Do You Really Need a Wedding Color Palette?

Written by Hillary Hoffower
Photo: Marie Tony Photography

A wedding color palette has always helped set the tone for the big day. Black and white denotes a sophisticated, formal affair; green and pink can complement a garden wedding; gold dictates a more glam setting. But these days, an array of colors (or lack thereof) without a strong connection can work together to create a certain vibe — think a rainbow of hues to create a feeling of whimsy and fun, or neutrals for a timeless touch.

So do you really need a wedding color palette? The debate rages on.

“When I first started my business in 2010, it was all about themes and color palettes,” says Hannah Schumm of Weddings by Hannah in Kansas City. “It was one of the first things we talked about, and couples always summed up their wedding with the color palette and their themes. I would hear things like 'Peacock Theme,' 'Red and Gold,' etc. In the last two to three years, with the rise of blogs, Pinterest, and social media, my clients are more focused on a ‘feel or ambiance’ versus a specific palette and creating a matchy/matchy vibe.”

Instead of colors, Schumm is more often hearing words like “romantic,” “rustic,” “traditional,” etc. Clients don’t usually start talking about colors with her until they get into flowers and rentals — even then they tend to use more descriptive words such as “neutrals” or “bolds” versus colors.

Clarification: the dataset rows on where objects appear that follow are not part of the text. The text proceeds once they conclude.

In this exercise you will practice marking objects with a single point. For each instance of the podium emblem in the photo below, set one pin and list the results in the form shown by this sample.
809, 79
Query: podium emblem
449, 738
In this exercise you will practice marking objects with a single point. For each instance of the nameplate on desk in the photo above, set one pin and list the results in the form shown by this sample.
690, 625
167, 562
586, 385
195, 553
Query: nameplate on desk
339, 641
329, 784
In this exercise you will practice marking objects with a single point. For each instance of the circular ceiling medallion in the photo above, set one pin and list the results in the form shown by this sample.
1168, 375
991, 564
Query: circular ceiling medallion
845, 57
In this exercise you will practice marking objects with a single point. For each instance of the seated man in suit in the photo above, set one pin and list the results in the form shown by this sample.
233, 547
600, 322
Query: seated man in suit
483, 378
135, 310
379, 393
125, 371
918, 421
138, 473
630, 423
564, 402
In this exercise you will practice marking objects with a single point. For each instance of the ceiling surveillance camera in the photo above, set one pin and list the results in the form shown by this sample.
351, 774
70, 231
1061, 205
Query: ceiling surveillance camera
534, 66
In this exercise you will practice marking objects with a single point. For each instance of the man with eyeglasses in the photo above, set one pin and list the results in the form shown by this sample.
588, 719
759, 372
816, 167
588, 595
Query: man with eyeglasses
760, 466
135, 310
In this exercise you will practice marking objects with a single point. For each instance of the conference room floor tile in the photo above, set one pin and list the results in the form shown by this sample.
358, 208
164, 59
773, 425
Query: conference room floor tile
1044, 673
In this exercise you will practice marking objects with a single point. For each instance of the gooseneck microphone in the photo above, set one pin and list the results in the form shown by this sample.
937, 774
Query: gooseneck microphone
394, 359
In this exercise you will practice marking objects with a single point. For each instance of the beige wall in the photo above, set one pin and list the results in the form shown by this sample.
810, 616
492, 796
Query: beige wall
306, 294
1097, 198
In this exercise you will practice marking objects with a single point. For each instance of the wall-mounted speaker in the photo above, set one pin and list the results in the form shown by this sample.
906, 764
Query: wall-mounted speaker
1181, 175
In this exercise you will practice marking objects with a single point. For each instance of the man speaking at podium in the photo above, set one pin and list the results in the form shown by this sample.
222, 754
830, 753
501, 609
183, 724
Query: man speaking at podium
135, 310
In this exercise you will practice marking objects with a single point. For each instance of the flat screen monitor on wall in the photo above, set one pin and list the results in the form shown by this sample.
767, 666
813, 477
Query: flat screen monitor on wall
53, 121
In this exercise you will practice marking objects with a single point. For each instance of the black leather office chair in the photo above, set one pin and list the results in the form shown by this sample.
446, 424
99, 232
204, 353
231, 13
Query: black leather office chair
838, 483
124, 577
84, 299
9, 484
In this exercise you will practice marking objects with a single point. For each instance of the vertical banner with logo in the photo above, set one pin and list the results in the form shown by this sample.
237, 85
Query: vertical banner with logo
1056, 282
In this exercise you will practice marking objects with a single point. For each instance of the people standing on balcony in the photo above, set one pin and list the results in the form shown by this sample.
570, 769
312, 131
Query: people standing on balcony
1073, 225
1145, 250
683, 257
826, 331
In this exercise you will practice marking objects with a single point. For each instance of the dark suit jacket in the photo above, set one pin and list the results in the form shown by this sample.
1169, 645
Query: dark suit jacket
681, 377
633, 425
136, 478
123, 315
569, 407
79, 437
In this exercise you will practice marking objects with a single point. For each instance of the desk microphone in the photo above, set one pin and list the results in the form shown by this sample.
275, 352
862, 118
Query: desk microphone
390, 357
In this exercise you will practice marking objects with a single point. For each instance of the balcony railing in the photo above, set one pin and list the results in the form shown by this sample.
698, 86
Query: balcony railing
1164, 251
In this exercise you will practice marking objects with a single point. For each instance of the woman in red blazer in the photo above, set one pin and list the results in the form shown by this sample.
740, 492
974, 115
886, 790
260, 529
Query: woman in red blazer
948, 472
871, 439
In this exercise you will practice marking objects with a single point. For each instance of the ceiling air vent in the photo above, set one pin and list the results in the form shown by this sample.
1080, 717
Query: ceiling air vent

And when couples do have their eyes set on a wedding color palette, they are more daring and adventurous than they were in the past. Cindy Sanchez Lark of Detaille Weddings and Events in Connecticut, notes that when she started in the industry more than ten years ago, couples often stuck to safe colors, such as pinks, peaches, reds, blues, or greens, using one of them in addition to the typical whites or ivories. “Today, couples continue to use these colors and every other in between...mixing different shades into their own custom color palette, incorporating lots of contrast, poppy colors, metallics, and even the occasional black,” she says, adding that today, color palettes act as more of a guideline of the color family being used, as opposed to keeping a swatch and matching the shade like in years past.

Amanda Allsbrook, owner of Magnificent Moments Weddings in Charlotte, North Carolina, has picked up on a similar trend, noting that wedding color palettes now reflect a range of hues with a focus on softer shades — think choosing a focus color and accent colors that wouldn’t steal the spotlight.

“I also find that couples tend to want lots of shades of a color as opposed to one exact color in everything,” she comments. “[Color palettes] are much more about a brand for your wedding day than the color palette itself. I think modern [marketing] and social media have changed the way [we] think about colors, and brides now tend to gravitate to what colors they consistently use in their everyday lives.”

Lauren Groeper of Calluna Events in Boulder, Colorado, also works with a mix of colors. When she dives into wedding design with clients, she and her team work with couples and florists to put together a color board that has anywhere from four to eight colors, typically including a few primary colors to focus on, with secondary colors to round out the theme and feel. She finds that having some type of a color scheme is important to guide the aesthetic of the wedding, but having colors in the décor or florals that range outside the main palette is perfectly okay. “For example, if we decide to rent a bigger lounge set, there may be be smaller pops of color in a pattern on the sofa fabric or pillow that are not in the core palette, but still work with the overarching feel,” she explains.

So, with the way wedding color palettes have evolved over the years — do you still really need one?

According to Groeper, the answer is yes. “We do feel that it is important to have a color palette, even if it is a loose one, in order to hone the wedding design and aesthetic,” she says. “This allows us to help provide direction for and work with other vendors to select the best florals, linens, dishware, décor, rentals, etc. that are the best fit for the couples’ vision!”

“Most definitely, otherwise there is nothing to guide the couple, bridal party, décor, etc.,” agrees Sanchez Lark. “I feel as though a wedding color palette gives everyone some direction and boundaries. The most beautiful events are always those where there is cohesiveness in color, starting with the save-the-dates, which is the first glimpse of what the wedding will be like, to the thank-you note mailed after the fact.”

Allsbrook, who believes a wedding at least needs an idea of colors, is of a similar mindset, suggesting that weddings need a target color palette in order to keep consistency throughout the event. She often uses cooloers.co to find the exact shades she’s looking for.

However, Schumm isn’t so tightly bound to the idea of a color palette. “I am definitely glad to see the color palette trend fade,” she says. “The overall look and feel of a wedding is stronger and more impressive when we focus on an ambiance and guest experience versus everything having to be mint and peach. The event doesn't become memorable; it looks kitschy to me and easily replicated. It’s hard to replicate a feeling.”